Mr DeSilva said in a ZBM News interview last night that his close friendship with Dr Brown had sparked his resignation, and that he had not been asked to leave Cabinet.
The fee reductions came under the former One Bermuda Alliance government when Ms Atherden was Minister of Health.
Ms Atherden poured cold water on a Ministry of Health claim last week that the fee cuts exceeded the recommendations of technical officers.
She said: “As the minister involved in the setting of the fees, I dispute this claim.”
Ms Atherden added that the BHeC had been established in 2006 under the Progressive Labour Party to act as a health service watchdog.
Ms Atherden questioned why a government committed to making healthcare more affordable would “backtrack” from an opportunity to cut costs.
Ms Atherden added that the fees approved under the former government in July last year were based on BHeC recommendations.
She said: “Without seeing the books of an organisation one cannot say if the financial losses incurred would now make it unprofitable.”
Mr Burt said that the PLP administration had tried to “mitigate the impact of those fee reductions without increasing health insurance costs”.
The Government reviewed losses from the fee changes at Dr Brown’s Brown-Darrell Clinic and Bermuda Healthcare Services in Paget, as well as at the Bermuda Hospitals Board after it took power last summer.
It decided to provide a subsidy to the three affected facilities to cover their losses because a return to previous fee scale would have cost the Government $8.6 million.

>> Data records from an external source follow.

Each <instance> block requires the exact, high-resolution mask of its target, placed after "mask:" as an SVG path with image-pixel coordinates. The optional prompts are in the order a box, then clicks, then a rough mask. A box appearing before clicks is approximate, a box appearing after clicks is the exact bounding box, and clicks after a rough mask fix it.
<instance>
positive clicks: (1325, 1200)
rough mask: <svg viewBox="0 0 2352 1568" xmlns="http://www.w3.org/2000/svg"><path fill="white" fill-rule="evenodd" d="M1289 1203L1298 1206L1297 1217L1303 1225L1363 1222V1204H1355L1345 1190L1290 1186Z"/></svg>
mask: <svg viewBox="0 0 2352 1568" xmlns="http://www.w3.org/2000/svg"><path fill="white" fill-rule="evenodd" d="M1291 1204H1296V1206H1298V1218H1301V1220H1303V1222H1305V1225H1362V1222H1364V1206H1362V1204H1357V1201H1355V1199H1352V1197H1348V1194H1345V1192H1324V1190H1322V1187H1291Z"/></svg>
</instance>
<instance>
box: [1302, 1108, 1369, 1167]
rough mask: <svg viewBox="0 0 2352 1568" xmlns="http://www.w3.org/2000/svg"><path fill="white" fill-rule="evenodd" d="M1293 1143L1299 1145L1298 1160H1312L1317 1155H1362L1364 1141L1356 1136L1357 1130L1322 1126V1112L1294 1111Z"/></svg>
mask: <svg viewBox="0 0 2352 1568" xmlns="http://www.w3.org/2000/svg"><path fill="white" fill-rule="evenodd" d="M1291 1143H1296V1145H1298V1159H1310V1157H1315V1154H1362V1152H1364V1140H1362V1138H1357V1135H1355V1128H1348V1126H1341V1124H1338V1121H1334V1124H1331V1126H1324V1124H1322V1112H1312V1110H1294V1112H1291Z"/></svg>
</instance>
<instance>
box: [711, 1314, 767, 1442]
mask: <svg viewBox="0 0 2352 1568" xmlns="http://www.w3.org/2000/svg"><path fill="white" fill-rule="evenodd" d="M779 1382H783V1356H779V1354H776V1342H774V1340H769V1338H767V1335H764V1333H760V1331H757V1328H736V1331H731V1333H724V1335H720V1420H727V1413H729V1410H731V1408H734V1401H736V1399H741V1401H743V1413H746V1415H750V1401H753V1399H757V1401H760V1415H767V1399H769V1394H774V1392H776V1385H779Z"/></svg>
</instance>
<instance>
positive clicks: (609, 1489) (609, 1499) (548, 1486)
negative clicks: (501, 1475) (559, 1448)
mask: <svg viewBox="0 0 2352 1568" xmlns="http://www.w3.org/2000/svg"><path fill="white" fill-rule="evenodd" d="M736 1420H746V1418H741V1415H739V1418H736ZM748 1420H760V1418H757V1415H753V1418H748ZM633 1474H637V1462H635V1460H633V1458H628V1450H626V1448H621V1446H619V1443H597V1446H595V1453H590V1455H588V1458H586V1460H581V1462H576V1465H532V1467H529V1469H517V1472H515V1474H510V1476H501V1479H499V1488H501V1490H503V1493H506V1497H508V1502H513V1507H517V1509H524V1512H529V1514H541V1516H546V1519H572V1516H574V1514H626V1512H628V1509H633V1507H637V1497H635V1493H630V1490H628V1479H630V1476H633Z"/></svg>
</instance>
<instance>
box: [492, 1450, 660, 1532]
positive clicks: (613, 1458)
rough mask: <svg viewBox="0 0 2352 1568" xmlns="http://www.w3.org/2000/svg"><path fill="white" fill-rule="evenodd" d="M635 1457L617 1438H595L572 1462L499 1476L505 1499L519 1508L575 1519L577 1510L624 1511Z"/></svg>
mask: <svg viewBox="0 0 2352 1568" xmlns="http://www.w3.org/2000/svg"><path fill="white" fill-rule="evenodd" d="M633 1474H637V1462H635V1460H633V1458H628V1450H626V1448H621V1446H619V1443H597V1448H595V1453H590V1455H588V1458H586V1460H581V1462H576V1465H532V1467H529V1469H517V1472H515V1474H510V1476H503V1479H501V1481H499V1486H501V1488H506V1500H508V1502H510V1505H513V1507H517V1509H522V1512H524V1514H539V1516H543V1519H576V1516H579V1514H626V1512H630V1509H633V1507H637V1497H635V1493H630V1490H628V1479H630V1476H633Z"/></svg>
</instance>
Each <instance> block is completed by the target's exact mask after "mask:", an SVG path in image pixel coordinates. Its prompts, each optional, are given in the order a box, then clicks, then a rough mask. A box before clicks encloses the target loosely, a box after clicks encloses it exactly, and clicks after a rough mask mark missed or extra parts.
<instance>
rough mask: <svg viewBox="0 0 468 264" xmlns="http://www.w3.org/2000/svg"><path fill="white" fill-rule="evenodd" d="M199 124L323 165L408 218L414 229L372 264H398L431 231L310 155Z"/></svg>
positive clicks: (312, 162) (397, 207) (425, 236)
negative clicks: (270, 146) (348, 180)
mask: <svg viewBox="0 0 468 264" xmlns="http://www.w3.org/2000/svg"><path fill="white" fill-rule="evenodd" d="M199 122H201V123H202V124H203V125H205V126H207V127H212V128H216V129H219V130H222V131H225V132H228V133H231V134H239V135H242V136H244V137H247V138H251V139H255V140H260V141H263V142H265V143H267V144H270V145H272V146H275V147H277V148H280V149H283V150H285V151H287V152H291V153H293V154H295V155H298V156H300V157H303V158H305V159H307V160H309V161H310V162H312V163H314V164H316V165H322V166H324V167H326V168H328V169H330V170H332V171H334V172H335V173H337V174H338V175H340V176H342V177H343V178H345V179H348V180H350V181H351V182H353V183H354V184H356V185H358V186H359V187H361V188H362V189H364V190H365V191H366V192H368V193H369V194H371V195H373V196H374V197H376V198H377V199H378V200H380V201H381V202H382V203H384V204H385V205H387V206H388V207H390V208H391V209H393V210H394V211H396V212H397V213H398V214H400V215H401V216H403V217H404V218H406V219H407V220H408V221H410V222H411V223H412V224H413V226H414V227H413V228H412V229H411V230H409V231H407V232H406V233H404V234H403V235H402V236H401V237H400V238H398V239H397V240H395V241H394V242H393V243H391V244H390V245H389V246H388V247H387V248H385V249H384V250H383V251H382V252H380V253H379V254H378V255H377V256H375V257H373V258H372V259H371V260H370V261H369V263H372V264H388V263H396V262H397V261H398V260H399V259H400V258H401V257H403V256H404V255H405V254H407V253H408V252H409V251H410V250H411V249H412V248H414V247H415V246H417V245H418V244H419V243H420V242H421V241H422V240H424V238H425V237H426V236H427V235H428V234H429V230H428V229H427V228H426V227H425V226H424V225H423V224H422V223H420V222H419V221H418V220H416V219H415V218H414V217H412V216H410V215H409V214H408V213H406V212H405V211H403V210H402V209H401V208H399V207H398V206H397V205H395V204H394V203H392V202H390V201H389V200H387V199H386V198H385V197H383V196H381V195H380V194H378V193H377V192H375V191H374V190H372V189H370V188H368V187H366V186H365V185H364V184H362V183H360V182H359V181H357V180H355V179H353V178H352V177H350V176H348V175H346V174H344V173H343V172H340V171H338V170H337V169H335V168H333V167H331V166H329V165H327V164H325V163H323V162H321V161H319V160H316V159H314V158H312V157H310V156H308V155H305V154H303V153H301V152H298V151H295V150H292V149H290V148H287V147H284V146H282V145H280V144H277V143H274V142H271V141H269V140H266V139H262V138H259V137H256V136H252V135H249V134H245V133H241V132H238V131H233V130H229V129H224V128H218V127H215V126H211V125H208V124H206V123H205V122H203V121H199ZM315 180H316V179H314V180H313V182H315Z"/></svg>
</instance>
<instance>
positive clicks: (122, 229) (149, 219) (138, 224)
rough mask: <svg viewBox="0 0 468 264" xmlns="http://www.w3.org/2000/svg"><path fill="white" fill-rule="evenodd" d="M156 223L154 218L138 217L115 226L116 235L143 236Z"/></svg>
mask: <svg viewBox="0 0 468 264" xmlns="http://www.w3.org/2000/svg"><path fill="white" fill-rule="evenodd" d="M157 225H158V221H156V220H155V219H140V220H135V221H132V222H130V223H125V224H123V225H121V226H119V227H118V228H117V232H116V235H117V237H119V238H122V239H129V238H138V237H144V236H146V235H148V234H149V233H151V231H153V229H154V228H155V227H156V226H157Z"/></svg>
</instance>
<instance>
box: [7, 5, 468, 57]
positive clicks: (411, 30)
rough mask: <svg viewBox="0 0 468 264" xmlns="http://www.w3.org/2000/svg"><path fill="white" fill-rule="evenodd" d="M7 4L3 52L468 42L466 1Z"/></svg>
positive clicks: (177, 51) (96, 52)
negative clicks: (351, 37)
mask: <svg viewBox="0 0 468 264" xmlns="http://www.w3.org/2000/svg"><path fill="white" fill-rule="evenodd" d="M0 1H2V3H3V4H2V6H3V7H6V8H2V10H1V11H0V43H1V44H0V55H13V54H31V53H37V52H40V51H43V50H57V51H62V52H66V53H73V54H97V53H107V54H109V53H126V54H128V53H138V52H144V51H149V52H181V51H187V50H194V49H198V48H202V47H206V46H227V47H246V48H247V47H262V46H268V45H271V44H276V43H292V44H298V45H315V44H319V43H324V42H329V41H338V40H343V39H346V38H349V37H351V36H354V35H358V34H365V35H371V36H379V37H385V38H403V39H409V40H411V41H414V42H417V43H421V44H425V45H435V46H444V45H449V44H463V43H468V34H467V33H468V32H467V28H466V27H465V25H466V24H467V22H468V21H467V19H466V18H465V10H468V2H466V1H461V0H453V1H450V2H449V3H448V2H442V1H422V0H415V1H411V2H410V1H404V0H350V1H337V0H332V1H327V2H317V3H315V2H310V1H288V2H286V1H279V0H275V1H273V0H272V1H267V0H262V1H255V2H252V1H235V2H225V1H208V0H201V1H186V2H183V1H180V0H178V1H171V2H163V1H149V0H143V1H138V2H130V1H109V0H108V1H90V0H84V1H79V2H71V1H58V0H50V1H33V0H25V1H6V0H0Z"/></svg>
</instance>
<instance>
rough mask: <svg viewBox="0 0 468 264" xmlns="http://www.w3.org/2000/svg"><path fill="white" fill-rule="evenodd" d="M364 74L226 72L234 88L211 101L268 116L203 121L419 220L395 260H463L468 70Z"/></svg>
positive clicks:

Ms Atherden said that the fees approved in July last year had been “properly tabled”.
She added: “In April 2018, Government would normally introduce new fees and new services.
“I would hope the Government would not revert to the pre-June 2017 fee rates and continue with the cost/utilisation review which does not affect patient care but rather is designed to make the system more effective and patient-centred.”
The Bermuda Medical Doctors Association yesterday voiced concern over the closure of the Brown-Darrell CT unit.
The association said it had provided “an outstanding service to the Bermuda community”.
The association added: “The membership is very concerned that our patients will lose this option, which has been a very well-led facility with excellent staff, short wait times, and quick, high-quality reporting.”